Arman Soldin, who worked for the Agence France-Presse (AFP) news agency, was the third French journalist to be killed since Russia launched its invasion of Ukraine on 24 February 2022.
He was killed by Russian Grad rocket fire near the city of Bakhmut, the scene of heavy fighting since August. None of the four other AFP journalists with him at the time was injured. They were accompanying Ukrainian solders in Chasiv Yar, a town near Bakhmut, in an area that has been subjected to repeated bombardment.
“We pay tribute to the courage of Arman Soldin, who lost his life informing the world. At least ten journalists have been killed since the start of this war, a grim toll for their loved-ones and, more broadly for press freedom. In all cases where RSF has been able to establish the facts, the deadly fire has come from Russian forces. We call on the Ukrainian and French authorities to conduct a transparent and thorough investigation into the circumstances of this AFP reporter’s death, so that those responsible can be brought to justice.

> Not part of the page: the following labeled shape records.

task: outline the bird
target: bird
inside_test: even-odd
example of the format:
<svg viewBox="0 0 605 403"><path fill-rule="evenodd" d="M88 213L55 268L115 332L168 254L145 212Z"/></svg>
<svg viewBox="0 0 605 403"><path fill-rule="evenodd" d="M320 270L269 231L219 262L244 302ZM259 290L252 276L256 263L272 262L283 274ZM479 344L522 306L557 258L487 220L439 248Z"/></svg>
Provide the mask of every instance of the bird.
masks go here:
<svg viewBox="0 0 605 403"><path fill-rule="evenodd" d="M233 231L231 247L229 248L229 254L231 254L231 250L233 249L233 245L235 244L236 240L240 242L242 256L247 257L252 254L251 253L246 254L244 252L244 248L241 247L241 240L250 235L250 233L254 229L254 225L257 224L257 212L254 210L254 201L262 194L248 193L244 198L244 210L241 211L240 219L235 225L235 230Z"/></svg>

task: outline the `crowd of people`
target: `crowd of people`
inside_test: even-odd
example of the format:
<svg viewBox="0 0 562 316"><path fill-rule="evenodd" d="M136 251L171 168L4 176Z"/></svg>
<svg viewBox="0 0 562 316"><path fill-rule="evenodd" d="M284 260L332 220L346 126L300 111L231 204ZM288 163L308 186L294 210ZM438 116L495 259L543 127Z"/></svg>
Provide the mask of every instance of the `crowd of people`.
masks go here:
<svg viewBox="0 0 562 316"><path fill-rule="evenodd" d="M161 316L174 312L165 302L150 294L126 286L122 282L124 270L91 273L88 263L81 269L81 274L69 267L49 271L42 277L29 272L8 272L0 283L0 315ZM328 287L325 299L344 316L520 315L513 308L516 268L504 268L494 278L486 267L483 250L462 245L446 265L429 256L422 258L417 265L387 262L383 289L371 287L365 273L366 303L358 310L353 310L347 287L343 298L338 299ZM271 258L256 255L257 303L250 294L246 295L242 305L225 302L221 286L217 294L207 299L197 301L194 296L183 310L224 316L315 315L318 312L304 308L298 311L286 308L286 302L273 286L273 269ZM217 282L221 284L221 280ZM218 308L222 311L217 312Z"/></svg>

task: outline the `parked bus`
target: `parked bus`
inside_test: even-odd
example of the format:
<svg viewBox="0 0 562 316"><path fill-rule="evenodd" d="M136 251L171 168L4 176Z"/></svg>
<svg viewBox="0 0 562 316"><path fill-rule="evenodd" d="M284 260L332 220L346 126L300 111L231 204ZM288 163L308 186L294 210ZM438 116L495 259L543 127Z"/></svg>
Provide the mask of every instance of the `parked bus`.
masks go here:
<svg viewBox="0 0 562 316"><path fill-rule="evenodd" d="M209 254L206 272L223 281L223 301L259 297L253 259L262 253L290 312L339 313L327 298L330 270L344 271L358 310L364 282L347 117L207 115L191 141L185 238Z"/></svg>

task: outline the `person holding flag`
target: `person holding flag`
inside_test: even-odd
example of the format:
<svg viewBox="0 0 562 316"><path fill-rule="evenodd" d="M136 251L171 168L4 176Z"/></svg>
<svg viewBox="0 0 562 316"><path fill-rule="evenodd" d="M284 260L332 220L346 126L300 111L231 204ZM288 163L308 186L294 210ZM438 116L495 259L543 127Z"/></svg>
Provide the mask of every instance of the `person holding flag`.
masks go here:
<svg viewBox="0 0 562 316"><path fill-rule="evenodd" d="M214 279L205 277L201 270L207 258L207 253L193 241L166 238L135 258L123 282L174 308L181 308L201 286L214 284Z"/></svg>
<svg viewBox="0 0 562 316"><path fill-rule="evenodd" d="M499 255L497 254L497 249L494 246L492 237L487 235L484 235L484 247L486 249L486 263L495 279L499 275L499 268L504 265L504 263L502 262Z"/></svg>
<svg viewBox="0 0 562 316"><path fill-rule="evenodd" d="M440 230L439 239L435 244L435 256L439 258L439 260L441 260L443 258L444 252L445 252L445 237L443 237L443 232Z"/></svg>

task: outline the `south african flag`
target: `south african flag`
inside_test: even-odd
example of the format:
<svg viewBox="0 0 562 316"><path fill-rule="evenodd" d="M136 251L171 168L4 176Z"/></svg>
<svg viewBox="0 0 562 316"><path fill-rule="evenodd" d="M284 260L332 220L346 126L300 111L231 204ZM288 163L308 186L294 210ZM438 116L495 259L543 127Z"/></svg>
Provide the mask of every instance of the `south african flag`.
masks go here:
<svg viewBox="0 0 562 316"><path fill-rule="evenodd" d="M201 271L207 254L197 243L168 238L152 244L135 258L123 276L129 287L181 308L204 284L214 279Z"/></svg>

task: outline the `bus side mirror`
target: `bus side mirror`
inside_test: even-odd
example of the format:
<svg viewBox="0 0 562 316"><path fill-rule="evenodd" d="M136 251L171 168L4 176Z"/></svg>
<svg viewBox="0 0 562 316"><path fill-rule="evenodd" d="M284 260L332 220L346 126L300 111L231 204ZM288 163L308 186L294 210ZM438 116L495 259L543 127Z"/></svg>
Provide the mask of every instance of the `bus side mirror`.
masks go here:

Aged 32, Soldin was very committed to his reporting and had been covering the fighting and life at the front line ever since arriving in Ukraine shortly after the start of the war. Because of his Bosnian origin, the fate of the Ukrainians he interviewed resonated with his own personal history. He also displayed an exceptional curiosity and sensitivity, to the point of rescuing and caring for an injured hedgehog he recently found in Chasiv Yar.
Eight journalists were killed in the field in the first six months of the war, including two French video reporters, BFM TV’s Frédéric Leclerc-Imhoff and Pierre Zakrzewski, who worked for Fox News. After a recent increase in the intensity of the fighting, Soldin was the second journalist to be killed in the past two weeks, following Bohdan Bitik, a Ukrainian reporter and fixer killed by Russian sniper fire on 26 April.
Some 15,000 Ukrainian and foreign reporters were accredited to cover the war in Ukraine prior to the new procedure that took effect on 1 May, under which accreditation is now limited to six months.